National Commercial Real Estate News
Author: Skia
Category: Commercial Real Estate
Investors Bet on Chicago to Duplicate Gains
The Chicago office market’s long-awaited recovery has finally arrived as vacancies are declining and rents are increasing. Investors who snapped up buildings during the market’s downturn in 2004 and 2005 are now receiving premium prices for their properties. Of the 114 Chicago-area office properties that have traded this year, 20 were acquired when the market was at its weakest in 2005. Those were purchased for $728 million and have since re-traded for a total of $1.3 billion, representing an increase in value of 44%.
Manhattan Vacancy Rate Below 1%
The vacancy rate for Manhattan multifamily property dipped below 1% last year.

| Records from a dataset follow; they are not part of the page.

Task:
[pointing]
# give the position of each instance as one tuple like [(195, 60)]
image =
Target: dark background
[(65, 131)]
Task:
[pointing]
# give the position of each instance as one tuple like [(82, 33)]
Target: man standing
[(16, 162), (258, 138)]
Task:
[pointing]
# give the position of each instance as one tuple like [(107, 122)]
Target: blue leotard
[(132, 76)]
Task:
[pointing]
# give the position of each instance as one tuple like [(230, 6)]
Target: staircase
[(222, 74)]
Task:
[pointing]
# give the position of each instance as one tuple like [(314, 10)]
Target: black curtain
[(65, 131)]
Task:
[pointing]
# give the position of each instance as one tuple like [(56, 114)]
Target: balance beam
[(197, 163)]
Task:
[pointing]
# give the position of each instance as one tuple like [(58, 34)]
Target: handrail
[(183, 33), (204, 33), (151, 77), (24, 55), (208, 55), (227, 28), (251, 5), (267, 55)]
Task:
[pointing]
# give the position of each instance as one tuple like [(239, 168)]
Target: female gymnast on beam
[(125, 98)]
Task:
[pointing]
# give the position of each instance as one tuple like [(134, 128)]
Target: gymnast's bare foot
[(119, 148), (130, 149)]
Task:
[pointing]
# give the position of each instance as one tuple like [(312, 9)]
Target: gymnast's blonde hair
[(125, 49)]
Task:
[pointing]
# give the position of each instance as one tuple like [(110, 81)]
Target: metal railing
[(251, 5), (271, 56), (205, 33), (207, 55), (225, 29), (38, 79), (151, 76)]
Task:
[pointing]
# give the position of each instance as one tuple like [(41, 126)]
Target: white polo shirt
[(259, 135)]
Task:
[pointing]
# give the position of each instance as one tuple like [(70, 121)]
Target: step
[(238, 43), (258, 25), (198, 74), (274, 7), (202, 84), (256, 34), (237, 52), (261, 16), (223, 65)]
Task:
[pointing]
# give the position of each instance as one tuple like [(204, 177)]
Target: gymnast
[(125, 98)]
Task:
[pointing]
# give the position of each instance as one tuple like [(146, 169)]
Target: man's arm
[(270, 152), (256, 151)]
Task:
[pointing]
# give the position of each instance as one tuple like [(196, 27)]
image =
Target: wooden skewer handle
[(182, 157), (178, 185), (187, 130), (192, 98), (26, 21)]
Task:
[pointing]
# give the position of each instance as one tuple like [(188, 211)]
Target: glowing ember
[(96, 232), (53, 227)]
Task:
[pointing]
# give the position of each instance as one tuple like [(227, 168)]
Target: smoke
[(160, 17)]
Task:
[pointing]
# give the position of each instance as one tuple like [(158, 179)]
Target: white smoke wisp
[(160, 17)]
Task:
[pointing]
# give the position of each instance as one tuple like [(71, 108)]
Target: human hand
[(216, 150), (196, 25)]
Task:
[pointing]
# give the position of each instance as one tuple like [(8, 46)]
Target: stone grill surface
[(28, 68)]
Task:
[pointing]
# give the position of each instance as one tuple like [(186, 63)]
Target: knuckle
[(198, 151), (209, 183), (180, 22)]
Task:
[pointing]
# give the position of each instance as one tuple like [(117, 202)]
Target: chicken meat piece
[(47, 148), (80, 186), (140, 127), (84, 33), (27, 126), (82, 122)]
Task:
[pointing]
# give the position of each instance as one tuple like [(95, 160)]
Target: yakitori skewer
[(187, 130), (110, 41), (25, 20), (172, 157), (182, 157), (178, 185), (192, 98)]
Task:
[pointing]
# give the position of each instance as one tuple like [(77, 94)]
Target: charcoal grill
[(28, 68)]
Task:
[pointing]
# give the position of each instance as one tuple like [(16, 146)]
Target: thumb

According to Manhattan brokerage firm Citi Habitats, multifamily rents have soared from 2002 through 2006. Average rents increased 36% for units of three bedrooms or larger, 32% for two-bedroom units, 23% for one-bedroom units and 20% for studios. The highest-priced submarkets include SoHo, where the average rents are $2,228 for studios, $4,750 for two-bedroom units and $6,971 for three-bedroom units; and the West Village, where one-bedrooms rent for an average of $3,035.
Charlotte Leads Lowest Office Vacancy Rate
The Charlotte, N.C. downtown district recorded the lowest Q2 2007 office vacancy rate in the country, according to numbers compiled by CB Richard Ellis Group. The 3.08% vacancy rate was also the country’s lowest rate for the second consecutive quarter. Charlotte, which posted a 3.14 % rate in Q1 2007, finished ahead of Manhattan, which had a 4.8% vacancy rate.